Navigation difficile dans la salle à moitié vide entièrement remplie par leurs égos. 

Plus loin, attente primaire devant les commodités incommodes, répétition en longueur des vexations physiologiques ranimant d'autant plus férocement ces besoins que nous sommes venus satisfaire. 

Pourtant, au creux d'une nuit pareille à toutes les autres, moment suspendu : contact, toucher, chaleur. Eternité relative d'une étreinte amicale portant les vibrations diffuses de l'affection portée à ceux qui ne sont pas là pour la recevoir, ou à qui l'on ne peut pas avouer.

Signal de détresse, perdu dans les limbes éthyliques, il est toujours 4 heures et le rideau tombe sur nos illusions. Étincelle de lucidité vite éteinte, qui contient comme dans un big bang personnel l'intégralité de nos peines et nos joies, impossible à envisager dans leur intégralité. 

Medley de sentiments, mayday bleu.

On se conforte dans nos songes quand on peut - ils sont parfois plus cruels que la réalité dans leur façon de mettre devant nos mains tendues l'objet de notre désir pour le retirer au matin venu.
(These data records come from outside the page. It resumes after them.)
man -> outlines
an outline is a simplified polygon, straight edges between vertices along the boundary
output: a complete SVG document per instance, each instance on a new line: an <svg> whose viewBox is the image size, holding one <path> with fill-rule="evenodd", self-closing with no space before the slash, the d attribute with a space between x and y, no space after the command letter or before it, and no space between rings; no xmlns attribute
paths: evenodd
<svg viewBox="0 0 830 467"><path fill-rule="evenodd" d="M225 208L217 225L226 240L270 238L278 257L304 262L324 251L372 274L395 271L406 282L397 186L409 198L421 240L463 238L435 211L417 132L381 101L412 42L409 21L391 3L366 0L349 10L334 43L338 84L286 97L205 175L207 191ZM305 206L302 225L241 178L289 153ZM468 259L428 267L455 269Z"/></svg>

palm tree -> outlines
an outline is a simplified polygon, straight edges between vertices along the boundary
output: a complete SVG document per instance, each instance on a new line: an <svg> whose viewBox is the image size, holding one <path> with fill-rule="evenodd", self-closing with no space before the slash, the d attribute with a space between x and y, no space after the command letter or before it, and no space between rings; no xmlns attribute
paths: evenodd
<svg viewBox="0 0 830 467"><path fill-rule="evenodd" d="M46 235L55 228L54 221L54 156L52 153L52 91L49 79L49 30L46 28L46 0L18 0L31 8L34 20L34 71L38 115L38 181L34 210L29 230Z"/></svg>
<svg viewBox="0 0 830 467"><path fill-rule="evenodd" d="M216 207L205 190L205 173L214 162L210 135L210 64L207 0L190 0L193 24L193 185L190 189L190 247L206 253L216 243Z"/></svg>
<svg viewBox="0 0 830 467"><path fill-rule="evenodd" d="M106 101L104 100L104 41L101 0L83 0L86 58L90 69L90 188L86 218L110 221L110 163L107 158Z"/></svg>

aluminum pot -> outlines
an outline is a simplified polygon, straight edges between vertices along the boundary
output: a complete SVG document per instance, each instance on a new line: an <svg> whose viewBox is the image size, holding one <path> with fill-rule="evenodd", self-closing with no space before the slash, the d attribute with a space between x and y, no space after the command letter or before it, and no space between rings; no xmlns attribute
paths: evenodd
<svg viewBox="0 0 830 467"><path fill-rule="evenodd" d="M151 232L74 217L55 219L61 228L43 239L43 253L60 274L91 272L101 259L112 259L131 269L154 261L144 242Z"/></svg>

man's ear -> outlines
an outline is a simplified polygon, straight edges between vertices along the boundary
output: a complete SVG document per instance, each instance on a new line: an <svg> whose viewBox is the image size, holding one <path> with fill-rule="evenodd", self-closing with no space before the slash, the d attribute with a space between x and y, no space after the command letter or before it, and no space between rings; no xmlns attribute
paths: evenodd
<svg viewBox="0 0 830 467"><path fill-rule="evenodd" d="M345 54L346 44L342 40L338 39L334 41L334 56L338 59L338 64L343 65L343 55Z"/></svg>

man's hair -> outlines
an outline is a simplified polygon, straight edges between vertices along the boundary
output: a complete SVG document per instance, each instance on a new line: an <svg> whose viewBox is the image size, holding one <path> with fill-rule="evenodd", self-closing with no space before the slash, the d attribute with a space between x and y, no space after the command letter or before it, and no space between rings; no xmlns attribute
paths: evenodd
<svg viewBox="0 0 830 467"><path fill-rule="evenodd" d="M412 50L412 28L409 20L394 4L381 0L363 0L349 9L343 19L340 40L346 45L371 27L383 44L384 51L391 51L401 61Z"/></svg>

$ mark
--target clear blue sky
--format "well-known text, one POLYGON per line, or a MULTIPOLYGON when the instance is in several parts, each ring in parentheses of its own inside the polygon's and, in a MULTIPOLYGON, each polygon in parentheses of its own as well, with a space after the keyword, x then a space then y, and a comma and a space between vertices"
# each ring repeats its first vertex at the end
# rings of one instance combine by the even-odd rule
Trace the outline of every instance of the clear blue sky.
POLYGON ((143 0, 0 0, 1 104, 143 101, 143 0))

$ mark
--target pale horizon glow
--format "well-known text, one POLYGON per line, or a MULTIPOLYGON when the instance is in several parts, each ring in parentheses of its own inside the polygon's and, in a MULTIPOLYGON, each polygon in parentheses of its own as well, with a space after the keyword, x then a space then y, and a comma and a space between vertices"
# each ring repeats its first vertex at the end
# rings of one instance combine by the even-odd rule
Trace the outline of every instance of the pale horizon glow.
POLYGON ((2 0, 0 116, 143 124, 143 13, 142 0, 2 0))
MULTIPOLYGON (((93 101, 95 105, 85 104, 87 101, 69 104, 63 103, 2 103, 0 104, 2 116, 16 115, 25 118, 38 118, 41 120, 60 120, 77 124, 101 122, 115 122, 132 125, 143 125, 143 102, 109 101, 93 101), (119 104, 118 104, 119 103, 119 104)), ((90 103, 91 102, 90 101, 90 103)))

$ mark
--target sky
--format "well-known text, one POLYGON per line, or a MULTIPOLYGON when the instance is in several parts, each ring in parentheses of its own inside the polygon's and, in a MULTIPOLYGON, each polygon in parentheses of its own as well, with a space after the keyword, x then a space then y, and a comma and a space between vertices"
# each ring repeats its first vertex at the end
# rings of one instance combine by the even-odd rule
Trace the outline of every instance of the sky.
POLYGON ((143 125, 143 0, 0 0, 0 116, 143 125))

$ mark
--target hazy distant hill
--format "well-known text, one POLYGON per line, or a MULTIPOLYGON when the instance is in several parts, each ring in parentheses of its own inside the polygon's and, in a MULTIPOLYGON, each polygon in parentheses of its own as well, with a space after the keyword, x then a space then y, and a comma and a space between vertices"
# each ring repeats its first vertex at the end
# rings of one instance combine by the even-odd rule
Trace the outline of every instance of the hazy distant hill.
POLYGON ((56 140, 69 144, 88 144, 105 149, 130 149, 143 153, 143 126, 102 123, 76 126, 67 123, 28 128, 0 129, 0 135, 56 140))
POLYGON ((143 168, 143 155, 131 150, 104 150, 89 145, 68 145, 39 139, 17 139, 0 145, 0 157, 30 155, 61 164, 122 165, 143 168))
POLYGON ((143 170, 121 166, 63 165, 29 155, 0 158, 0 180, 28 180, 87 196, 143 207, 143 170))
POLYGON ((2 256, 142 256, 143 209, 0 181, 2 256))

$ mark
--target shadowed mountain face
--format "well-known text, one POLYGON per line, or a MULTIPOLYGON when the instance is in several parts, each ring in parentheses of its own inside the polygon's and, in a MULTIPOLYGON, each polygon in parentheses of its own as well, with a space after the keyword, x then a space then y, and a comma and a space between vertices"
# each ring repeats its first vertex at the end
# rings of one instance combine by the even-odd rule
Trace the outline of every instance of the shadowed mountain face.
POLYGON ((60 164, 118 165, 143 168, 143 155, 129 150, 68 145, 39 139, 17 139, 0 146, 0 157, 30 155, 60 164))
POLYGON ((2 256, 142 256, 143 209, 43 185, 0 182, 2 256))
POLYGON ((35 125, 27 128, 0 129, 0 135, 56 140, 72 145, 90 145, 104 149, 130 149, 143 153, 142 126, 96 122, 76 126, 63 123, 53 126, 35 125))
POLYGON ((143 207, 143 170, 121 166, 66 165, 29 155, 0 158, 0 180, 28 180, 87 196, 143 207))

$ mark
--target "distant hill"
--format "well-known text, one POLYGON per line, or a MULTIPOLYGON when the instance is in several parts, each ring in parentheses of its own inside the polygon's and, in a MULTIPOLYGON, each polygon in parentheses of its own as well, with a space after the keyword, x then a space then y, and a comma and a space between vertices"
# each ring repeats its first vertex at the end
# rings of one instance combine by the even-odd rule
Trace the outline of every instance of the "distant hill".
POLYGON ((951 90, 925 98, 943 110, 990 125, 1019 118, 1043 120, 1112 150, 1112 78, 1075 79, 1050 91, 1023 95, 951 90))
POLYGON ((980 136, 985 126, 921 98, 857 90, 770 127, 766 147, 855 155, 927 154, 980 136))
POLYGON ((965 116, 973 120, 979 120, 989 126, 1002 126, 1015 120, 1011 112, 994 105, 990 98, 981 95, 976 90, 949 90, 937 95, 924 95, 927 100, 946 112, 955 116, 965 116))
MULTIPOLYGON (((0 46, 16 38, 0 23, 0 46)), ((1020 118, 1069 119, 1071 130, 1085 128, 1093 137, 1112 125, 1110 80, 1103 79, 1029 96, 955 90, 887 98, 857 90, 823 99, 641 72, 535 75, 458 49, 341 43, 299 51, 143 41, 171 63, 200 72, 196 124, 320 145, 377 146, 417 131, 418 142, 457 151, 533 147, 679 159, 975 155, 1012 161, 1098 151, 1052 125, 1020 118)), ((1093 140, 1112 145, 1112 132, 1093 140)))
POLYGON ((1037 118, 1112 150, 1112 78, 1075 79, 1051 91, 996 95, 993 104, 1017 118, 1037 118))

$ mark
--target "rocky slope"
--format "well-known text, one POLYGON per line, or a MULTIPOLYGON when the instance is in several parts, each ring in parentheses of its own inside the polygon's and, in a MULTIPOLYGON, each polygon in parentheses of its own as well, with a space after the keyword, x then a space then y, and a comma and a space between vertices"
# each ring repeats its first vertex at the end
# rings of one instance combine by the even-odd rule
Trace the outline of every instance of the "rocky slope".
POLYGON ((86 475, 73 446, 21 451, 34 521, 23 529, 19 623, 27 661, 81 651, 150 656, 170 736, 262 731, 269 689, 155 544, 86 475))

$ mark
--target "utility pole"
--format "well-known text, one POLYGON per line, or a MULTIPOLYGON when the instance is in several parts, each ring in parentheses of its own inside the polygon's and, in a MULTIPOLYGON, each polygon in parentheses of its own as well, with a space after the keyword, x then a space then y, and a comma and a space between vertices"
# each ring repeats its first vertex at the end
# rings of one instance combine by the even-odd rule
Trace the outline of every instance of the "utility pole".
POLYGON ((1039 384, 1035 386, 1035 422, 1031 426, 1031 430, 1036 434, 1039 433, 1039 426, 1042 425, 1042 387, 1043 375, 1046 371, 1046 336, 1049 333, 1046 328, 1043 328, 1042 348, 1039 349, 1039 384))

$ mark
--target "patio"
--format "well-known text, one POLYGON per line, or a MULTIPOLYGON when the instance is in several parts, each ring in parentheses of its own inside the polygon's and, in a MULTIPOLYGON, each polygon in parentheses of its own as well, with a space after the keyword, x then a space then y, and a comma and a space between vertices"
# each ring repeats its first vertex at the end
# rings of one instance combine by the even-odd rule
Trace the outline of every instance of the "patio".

Je ne peux pas croire qu'on se fasse volontairement du mal, alors quoi, ces moments volés à la réalité nous rendent-ils plus heureux, nous évitent-ils de devenir fou, ne serait-ce que pour "rendre la réalité supportable en entretenant en nous quelques folies" ? 

Toute la volonté du monde ne saurait convaincre l'autre de suivre sincèrement la notre. 

Alors l'eau salée sur nos joues.

5 avril 2012

Les Couleurs Noires


I watched you walk down the stairs as if it were the aisle. (20/03 17.33)

Cette note était la partition définitive.

Ce fût la plus grande fête, la joie la plus radieuse. Collision simultanée de milliards de symphonies visuelles et auditives dont les fragments forment aujourd'hui toute matière et son contraire, et dont l'écho colore encore le tissu spatio-temporel primordial. 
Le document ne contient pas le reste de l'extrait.